This paper proposes NASH method for neural network structure search. The core idea is similar to the previous EAS method, which uses network morphism to generate a series of complex subnets with consistent effects and inherited weights. In this paper, the network morphism is richer, and the search can be completed only with the assistance of simple mountain climbing algorithm, which takes 0.5GPU day. Xiao Fei algorithm engineering notes public number

Thesis: Simple And Efficient Architecture Search for Convolutional Neural Networks

  • Thesis Address:Arxiv.org/pdf/1711.04…

Introduction


The goal of the paper is to greatly reduce the amount of computing in network search and maintain the high performance of the results. The core idea is similar to EAS algorithm, and the main contributions are as follows:

  • The baseline method is provided, and the randomly constructed network is trained with SGDR. The error rate of ciFAR-10 can reach 6%-7%, which is higher than most NAS methods.
  • EAS extends the research on network morphisms and can provide popular network construction blocks, such as Skip Connection and BN.
  • In each iteration, a series of network morphisms are applied to the current network to obtain multiple new networks, and then cosine annealing is used for rapid optimization to obtain new networks with better performance. On CIFAR-10, NASH needed just 12 hours on a single card to reach baseline accuracy.

Network Morphism


forOn a series of networks, network morphism is the mapping, from the parameter isIn the networkConverts to the argumentIn the networkAnd satisfy Formula 1, that is, for the same input, the output of the network remains unchanged.

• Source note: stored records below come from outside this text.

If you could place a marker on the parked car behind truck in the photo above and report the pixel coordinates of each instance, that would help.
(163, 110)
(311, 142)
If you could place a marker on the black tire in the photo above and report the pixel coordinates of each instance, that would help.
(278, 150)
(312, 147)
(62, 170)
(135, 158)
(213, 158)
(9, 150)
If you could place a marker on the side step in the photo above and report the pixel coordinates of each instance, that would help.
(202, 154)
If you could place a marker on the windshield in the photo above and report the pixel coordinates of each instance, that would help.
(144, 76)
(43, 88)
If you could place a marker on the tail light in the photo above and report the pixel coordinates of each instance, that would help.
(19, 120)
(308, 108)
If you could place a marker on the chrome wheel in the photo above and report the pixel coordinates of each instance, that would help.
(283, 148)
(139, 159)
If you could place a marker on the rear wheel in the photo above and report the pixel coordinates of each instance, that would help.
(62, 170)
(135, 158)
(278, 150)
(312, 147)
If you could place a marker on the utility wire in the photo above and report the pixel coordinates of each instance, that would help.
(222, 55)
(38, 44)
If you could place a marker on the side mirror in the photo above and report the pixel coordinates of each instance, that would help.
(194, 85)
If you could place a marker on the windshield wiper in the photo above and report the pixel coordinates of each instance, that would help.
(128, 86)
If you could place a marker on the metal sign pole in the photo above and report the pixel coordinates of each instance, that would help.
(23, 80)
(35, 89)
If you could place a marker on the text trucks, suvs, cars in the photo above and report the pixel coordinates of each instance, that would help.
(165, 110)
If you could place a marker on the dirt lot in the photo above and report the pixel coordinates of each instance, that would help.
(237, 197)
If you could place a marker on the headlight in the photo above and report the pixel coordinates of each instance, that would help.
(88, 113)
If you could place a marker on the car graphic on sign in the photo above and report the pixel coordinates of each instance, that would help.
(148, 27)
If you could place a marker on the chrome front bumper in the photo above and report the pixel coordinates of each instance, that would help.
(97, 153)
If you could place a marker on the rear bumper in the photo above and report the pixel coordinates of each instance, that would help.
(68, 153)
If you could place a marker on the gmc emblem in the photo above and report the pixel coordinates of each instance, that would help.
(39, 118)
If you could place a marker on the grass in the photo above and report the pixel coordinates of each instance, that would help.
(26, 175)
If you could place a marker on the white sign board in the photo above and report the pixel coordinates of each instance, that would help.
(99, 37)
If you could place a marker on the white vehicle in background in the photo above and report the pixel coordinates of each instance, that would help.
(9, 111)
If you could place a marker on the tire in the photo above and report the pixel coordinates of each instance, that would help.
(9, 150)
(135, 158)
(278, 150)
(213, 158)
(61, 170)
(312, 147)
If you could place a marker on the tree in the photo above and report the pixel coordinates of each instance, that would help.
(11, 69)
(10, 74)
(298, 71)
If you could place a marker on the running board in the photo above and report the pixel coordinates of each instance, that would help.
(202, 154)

Examples of network morphisms of several standard network structures are given below:

Network morphism Type I

willI’m going to replace formula 2,In order to satisfy formula 1, setandCan be used to add a full connection layer.

Another more complicated strategy is formula 3,Set,and, can be used to express BN layer, whereandRepresents statistical structure,andBe learnableand.

Network morphism Type II

Assuming thatIt can be any functionSaid, that is,

You can.Coordinate with any functionSubstitute formula 4 for lambda.Set,. This morphism can be expressed in two forms:

  • Increasing the layer width willImagine a layer to be widened, setYou can double the layer width.
  • Skip Connection of concatenation type, assumedIs itself a series of layer operationsSet,To achieve short circuit connection.

Network morphism Type III

Any idempotent functionBoth can be initialized by substitution with formula 5, formula 5 also holds for idempotent functions with no weight, such as ReLU.

Network morphism Type IV

Any layerCan work with any functionMake the substitution for formula 6, initialize, can be used to combine arbitrary functions, especially nonlinear functions, and can also be used to add additive Skip connection.

In addition, different combinations of network morphisms can generate new morphisms, such as the “conv-batchnorm-relu” network structure that can be inserted after the ReLU layer by formulas 2, 3 and 5.

Architecture Search by Network Morphisms


NASH method is based on mountain climbing algorithm. It starts from small networks and generates larger sub-networks through network morphism. Due to the constraints of Formula 1, the performance of subnetworks is the same as that of the original network.

Figure 1 visualizes a step of NASH method. The ApplyNetMorph(Model, n) of Algorithm 1 contains N network morphism operations, each of which is a random one of the following methods:

  • Deepening the network, such as adding the conv-batchnorm-relu module, the insertion position and the size of the convolution kernel are random, and the number of channels is consistent with the most recent convolution operation.
  • Widen the network, for example, using Network Morphism Type II to widen the output channels at random proportions.
  • Add the layerThe layerSkup connection, using Network Morphism Type II or IV, the insertion location is randomly selected.

Because of the use of network morphism, the subnet inherits the weight of the original network and has consistent performance, NASH method has the advantage of being able to quickly evaluate the performance of the subnet. This paper uses a simple hill-climbing algorithm, of course, other optimization strategies can also be selected.

Experiments


Baslines

Retraining from Scratch

CIFAR-10

CIFAR-100

CONCLUSION


The core idea of NASH method is similar to the previous EAS method. Network morphism is used to generate a series of complex subnets with consistent effects and inherited weights. The network morphism in this paper is richer, and the search can be completed only with the assistance of simple mountain climbing algorithm, which takes 0.5GPU day





If this article is helpful to you, please click a like or watch it. For more content, please follow the wechat public account.